Writing good dialogue is like writing a comic strip. Comic artists only have so many boxes to fill before they run out of room. If they spend too much time on "Hey, dude, how are you?" pretty soon, they've run out of boxes.
Dialogue in a Story
Should do one, if not all, of the following:
1. Move the story forward
2. Increase the tension
3. Help to define characters
What is Dialogue?
Dialogue is what happens when two or more characters speak to one another. We experience dialogue all the time in our everyday lives.
Comic Strip Exercise
Here is some dialogue you might have heard today:
"Hey, dude. How are you?
"I'm really good. You?
"Good, thanks. Gotta go to Language Arts though, ugh."
Of course, this kind of dialogue is important. If we didn't say hello and ask people how they are doing, we might lose a lot of friends, fast. But in a story, long scenes of this kind of daily dialogue end up being boring.
Readers want to experience something outside of their everyday experience. They want to hear characters make interesting or exciting declarations, or challenge each other, or reveal the whereabouts of hidden treasure.
The phone rang, and Jerry picked it up.
There was a moment of silence on the other end, then, "Jerry? Is this Jerry Simmons?"
"Yes. Who's this?" Jerry asked.
"Jerry..." The other man paused. Jerry could hear him take a deep breath. "Jerry, my name is Dave. I 'm your brother."
"I don't have a brother." Jerry said, losing his patience. "My family died years ago."

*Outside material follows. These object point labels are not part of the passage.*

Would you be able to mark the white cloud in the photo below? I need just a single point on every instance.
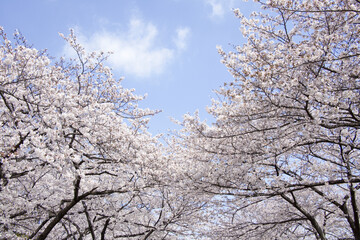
(219, 7)
(182, 35)
(135, 51)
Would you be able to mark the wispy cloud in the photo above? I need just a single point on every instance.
(219, 7)
(135, 51)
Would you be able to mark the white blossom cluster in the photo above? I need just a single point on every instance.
(284, 151)
(76, 159)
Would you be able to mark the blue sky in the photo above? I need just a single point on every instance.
(163, 48)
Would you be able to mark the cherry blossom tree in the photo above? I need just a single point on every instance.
(77, 161)
(281, 160)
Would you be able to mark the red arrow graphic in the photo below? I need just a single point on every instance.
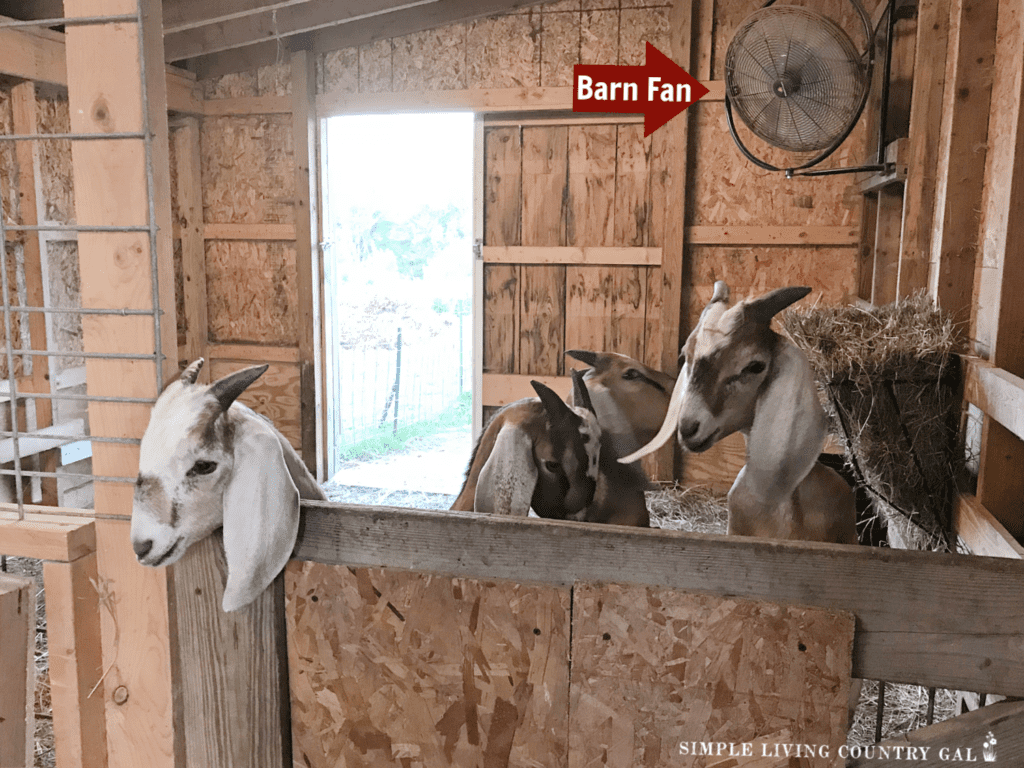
(659, 89)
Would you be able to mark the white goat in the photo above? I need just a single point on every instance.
(208, 462)
(536, 453)
(739, 375)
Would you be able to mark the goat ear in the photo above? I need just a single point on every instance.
(261, 514)
(584, 355)
(581, 395)
(226, 390)
(190, 374)
(556, 410)
(509, 476)
(763, 308)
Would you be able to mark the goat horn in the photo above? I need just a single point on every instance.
(581, 395)
(227, 389)
(190, 374)
(668, 426)
(765, 307)
(584, 355)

"Not your whole family," Dave said.
Dialogue that moves your story forward:
Right away, we want to know who this Dave fellow is, if he's telling the truth, and how he found Jerry. Basically, we want to know what will happen next. In fact, this is a great inciting incident. The discovery of a long-lost sibling is certain to move your story forward in interesting ways.
"Dave!" Jerry shouted. "We've got to get away from here! The building's gonna blow!"
"We've got to go back!" Dave screamed.
Dave pointed at the roof. "Because Susan's still up there!"
Dialogue that increases the tension:
Talk about tense. Are Dave and Jerry going to save Susan? It's a matter of life and death here, and this little exchange of dialogue has us wanting more.
Dialogue that defines characters:
"What up, G-dawg?" Mark said. "You got a table for one? I'm starved!"
The waiter looked up to see Mark. "Good morning to you, young man. Welcome to our fine establishment."
"I've been playing Rock Band for 40 hours straight! I need like ten sandwiches!" Mark exclaimed.
"I am so sorry, but I am going to have to ask you to keep your voice down if we are to provide you with the ten sandwiches you requested," Greg said.
Obviously, Mark and the waiter are two very different people, and we can tell this just by the way they talk. It's likely that Mark is much younger than the waiter, and he is clearly more hip and excitable. The waiter, on the other hand, is more formal, and doesn't know the first thing about youth culture. He hasn't even heard of Rock Band! In just a few seconds of dialogue, the audience finds out a lot about these characters and how they relate to one another.
How to use dialogue correctly
When someone is talking, use quotation marks around what they say.
"Ms. Harris' class is the coolest!" Cory said!
When a new paragraph starts, or someone new starts talking, you start on a new line, and indent!
"I cannot wait for school to be out!" Ashley said, as she sighed and looked longingly towards the door.
"You've got a long to wait," Sera replied. "It's only first period."
"Ugh, don't remind me!" Jesse cried, throwing his head down dramatically onto his crossed arms.